There's been a new outbreak of Ebola in the Democratic Republic of the Congo. Eleven people have been sickened by the disease, and one has died. Here are some things you might not have known about Ebola.
1. THERE'S MORE THAN ONE KIND OF EBOLAVIRUS.
Five species of Ebolavirus have been identified, each named after the place they sprung up: Ebola (formerly Zaire), Bundibugyo, Sudan, Taï Forest, and Reston. All but one—Reston—arose in Africa. The Reston subtype is named after a town in Virginia where an outbreak occurred in 1989, followed by incidents in Texas and Pennsylvania; all three were tied to infected monkeys exported by a single facility in the Philippines. All Ebolavirus species affect people and nonhuman primates—monkeys, gorillas, and chimpanzees—but Reston doesn't cause detectable disease in humans.
2. EBOLA HIJACKS THE IMMUNE SYSTEM.
Researchers are finding out just how clever Ebola is. One key to its lethal success is the stealth way it shuts down immune system defenses, the same way an air force will disable air defenses before sending in the bombers. Ebola obstructs parts of an immune system that are activated by molecules called interferons. These interferons have a vital role in fighting Ebola, usually with scorched-earth tactics such as apoptosis, or cell self-destruction. A 2014 study found that Ebola disables signals the cells use to defend against its attack using a protein called VP24, which binds to a specific protein that takes signaling molecules in and out a cell's nucleus. Blocked from communication, the cell can't call for help or get the order to self-destruct. The virus then hijacks the cell, uses it to make more viruses, and spreads them to more cells. It also produces ebolavirus glycoprotein, which binds to cells inside blood vessels, increasing their permeability and leading to leakage. This contributes to the catastrophic bleeding characteristic of late-stage Ebola infection.
3. BATS ARE THOUGHT TO BE THE KEY HOSTS OF EBOLA.
Scientists believe that Ebola's natural host species, or "reservoir hosts," are bats. Infected bats can pass the virus to other mammals, including rats, primates, and us. No one is sure how people first became exposed to Ebola, but the best guess is that monkeys were the conduit. Local hunters in Africa likely became infected while butchering the animals. Anyone who became sick likely infected their family and, if hospitalized in an unsanitary facility, other patients. When the illness spreads from person to person, it does so through direct contact with the bodily fluids of someone who is sick with or has died from Ebola.
4. MEDICAL DETECTIVE WORK IS THE ONLY WAY TO STOP AN EBOLA OUTBREAK.
It takes the investigative skill of a homicide detective to stop an outbreak. Professionals call it contact tracing. Here's how it works: Ebola victim A is isolated and interviewed. Anyone who had close contact with A is put into quarantine for 21 days. If they exhibit no symptoms, they're free to go when the three weeks are up. If they come down with Ebola, they become victim B, and another contact trace begins. If the investigators miss anyone, the outbreak will continue.

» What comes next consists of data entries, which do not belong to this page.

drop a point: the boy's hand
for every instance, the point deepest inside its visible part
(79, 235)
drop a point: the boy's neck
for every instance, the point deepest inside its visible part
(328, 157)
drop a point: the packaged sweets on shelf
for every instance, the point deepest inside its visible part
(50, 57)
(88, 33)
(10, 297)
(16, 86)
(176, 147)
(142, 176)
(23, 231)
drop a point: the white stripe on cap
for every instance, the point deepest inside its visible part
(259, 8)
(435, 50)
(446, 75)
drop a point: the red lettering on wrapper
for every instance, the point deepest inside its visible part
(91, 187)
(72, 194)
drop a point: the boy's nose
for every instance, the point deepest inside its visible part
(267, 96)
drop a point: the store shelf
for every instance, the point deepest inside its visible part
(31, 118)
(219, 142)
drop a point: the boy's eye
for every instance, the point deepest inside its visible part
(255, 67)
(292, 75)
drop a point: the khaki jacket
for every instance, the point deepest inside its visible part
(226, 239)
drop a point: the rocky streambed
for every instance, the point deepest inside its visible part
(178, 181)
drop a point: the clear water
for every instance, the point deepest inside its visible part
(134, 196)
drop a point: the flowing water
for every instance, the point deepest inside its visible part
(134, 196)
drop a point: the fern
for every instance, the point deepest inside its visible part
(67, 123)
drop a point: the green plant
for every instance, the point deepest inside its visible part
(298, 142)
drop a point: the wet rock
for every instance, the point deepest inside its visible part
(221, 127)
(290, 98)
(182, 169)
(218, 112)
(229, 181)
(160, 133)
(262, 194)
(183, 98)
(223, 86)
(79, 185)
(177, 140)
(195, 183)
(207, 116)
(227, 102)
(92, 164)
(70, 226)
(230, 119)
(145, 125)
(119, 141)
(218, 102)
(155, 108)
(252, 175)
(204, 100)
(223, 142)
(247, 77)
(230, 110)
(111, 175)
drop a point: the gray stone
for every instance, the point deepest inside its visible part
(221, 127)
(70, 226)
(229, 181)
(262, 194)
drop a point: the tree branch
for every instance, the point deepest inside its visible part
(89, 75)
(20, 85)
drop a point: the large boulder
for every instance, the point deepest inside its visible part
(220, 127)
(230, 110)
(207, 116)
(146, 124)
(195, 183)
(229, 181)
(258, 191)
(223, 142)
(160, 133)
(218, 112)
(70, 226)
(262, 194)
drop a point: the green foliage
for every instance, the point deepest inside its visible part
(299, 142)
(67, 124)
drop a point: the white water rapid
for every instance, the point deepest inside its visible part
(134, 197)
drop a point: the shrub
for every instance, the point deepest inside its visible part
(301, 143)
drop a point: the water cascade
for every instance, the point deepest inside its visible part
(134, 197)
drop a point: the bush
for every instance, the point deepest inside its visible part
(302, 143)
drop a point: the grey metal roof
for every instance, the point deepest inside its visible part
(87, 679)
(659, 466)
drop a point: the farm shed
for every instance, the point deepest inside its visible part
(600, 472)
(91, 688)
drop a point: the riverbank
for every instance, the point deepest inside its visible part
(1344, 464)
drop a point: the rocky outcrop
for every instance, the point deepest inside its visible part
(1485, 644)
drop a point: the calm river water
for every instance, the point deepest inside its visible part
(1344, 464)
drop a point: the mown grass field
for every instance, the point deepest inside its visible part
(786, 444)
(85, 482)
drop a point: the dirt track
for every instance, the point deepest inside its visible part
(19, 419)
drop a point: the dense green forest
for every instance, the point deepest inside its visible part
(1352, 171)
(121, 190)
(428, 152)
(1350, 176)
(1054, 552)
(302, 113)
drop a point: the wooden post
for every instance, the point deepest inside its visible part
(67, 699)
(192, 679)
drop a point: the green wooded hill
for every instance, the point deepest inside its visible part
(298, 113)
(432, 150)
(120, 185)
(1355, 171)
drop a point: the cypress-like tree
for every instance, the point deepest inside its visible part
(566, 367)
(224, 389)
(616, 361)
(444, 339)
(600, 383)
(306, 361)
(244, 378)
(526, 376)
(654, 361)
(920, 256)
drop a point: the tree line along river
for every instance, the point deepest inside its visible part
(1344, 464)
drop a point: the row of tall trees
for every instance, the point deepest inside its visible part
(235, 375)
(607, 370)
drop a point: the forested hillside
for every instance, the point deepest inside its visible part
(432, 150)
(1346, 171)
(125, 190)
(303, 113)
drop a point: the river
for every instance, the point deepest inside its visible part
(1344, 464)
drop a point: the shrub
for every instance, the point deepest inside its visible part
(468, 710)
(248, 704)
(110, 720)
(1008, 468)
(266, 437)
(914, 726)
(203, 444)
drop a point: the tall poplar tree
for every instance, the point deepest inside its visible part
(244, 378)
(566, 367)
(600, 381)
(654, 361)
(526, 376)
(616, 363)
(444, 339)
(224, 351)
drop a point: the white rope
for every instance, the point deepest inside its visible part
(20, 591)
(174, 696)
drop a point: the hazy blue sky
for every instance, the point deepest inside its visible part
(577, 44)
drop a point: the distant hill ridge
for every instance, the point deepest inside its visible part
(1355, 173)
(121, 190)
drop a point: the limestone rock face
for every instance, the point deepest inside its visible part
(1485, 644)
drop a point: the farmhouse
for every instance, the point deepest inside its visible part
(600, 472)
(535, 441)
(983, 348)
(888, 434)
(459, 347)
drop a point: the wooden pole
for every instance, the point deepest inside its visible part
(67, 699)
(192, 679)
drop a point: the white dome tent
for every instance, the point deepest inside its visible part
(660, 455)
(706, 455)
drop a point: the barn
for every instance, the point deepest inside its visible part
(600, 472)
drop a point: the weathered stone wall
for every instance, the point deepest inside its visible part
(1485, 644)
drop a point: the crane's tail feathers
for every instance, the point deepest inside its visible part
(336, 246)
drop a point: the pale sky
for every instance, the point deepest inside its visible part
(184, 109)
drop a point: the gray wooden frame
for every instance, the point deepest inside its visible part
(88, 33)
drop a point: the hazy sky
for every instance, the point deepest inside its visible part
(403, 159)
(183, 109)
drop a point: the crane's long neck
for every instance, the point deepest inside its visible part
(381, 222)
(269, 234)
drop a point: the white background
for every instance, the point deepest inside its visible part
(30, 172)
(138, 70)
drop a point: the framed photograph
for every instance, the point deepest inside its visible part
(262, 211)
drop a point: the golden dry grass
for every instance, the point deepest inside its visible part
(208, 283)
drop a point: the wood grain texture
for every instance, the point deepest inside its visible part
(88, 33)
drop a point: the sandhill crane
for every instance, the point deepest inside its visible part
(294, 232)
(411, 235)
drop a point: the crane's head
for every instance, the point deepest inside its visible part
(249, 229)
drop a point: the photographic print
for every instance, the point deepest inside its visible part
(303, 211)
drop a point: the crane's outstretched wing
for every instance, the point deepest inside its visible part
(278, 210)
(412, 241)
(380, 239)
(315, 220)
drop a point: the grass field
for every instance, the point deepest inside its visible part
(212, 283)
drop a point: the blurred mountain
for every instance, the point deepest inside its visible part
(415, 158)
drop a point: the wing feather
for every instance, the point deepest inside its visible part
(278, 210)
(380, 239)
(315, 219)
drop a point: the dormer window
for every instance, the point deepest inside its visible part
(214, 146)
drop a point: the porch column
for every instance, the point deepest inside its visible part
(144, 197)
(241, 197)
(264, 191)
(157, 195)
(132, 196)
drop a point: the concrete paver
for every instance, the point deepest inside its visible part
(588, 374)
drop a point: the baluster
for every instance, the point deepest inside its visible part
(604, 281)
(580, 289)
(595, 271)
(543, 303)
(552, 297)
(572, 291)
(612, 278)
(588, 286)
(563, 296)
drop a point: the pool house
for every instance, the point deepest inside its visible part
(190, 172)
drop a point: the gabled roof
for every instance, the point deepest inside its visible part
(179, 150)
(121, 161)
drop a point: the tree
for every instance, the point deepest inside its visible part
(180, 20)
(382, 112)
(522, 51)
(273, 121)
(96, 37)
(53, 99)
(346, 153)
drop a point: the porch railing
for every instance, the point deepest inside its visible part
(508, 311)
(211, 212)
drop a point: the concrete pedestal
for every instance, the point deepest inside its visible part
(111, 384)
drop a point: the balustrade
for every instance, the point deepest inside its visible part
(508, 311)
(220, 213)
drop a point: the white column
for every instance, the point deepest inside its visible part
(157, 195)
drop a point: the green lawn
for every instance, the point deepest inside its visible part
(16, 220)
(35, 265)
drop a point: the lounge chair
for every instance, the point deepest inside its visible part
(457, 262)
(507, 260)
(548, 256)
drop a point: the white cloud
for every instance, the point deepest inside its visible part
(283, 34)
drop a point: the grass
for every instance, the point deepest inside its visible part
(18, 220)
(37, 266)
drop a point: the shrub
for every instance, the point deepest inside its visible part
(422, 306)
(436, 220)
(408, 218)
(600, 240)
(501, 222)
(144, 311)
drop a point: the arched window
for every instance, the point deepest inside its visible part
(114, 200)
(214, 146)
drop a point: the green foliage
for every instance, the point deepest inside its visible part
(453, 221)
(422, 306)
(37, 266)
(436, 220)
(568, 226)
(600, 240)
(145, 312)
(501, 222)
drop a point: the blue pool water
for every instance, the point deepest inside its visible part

5. HAVING MALARIA AND EBOLA AT THE SAME TIME MAY HELP PEOPLE SURVIVE.
Researchers analyzing the the 2014 outbreak of Ebola in West Africa made a surprising finding: patients who had an active malaria parasite infection were actually more likely to survive the Ebola virus, and by a significant degree. While just over half (52 percent) of Ebola patients not infected with malaria survived, those co-infected with malaria had a survival rate of 72 to 83 percent, depending on their ages and the amount of Ebola virus in their blood. The researchers aren't yet sure why, but the prevailing theory is that malaria somehow modifies the immune response to Ebola by toning down a phenomenon called the "cytokine storm"—the body's own response to an Ebola infection, which inadvertently kills the host while attempting to eliminate the pathogen. If malaria can dampen this response, infected patients may have a better chance of surviving.
6. IF YOU'RE A SCIENTIST, YOU CAN ORDER EBOLA ONLINE.
We do not yet have a vaccine or antiviral drug to treat Ebola, but many scientists are working to find one. One source is the National Institute of Allergy and Infectious Diseases (NIAID)'s BEI Resources, which gives research facilities access to microbiological materials called reagents that can help them develop diagnostics and vaccines for emerging diseases, including Ebola. Scientists must be registered with BEI to request materials. Reagents are not active viruses, so they can't spread; on the biosafety level, or BSL, scale—which ranks the severity of infectious disease and sets required safety protocols for working with them in a lab—the Ebola-related reagents are considered BLS 1—the lowest risk. (Live Ebola virus is BLS 4—the highest.) Ordering is limited to one Ebola-related reagent at a time, and can be ordered only twice per year.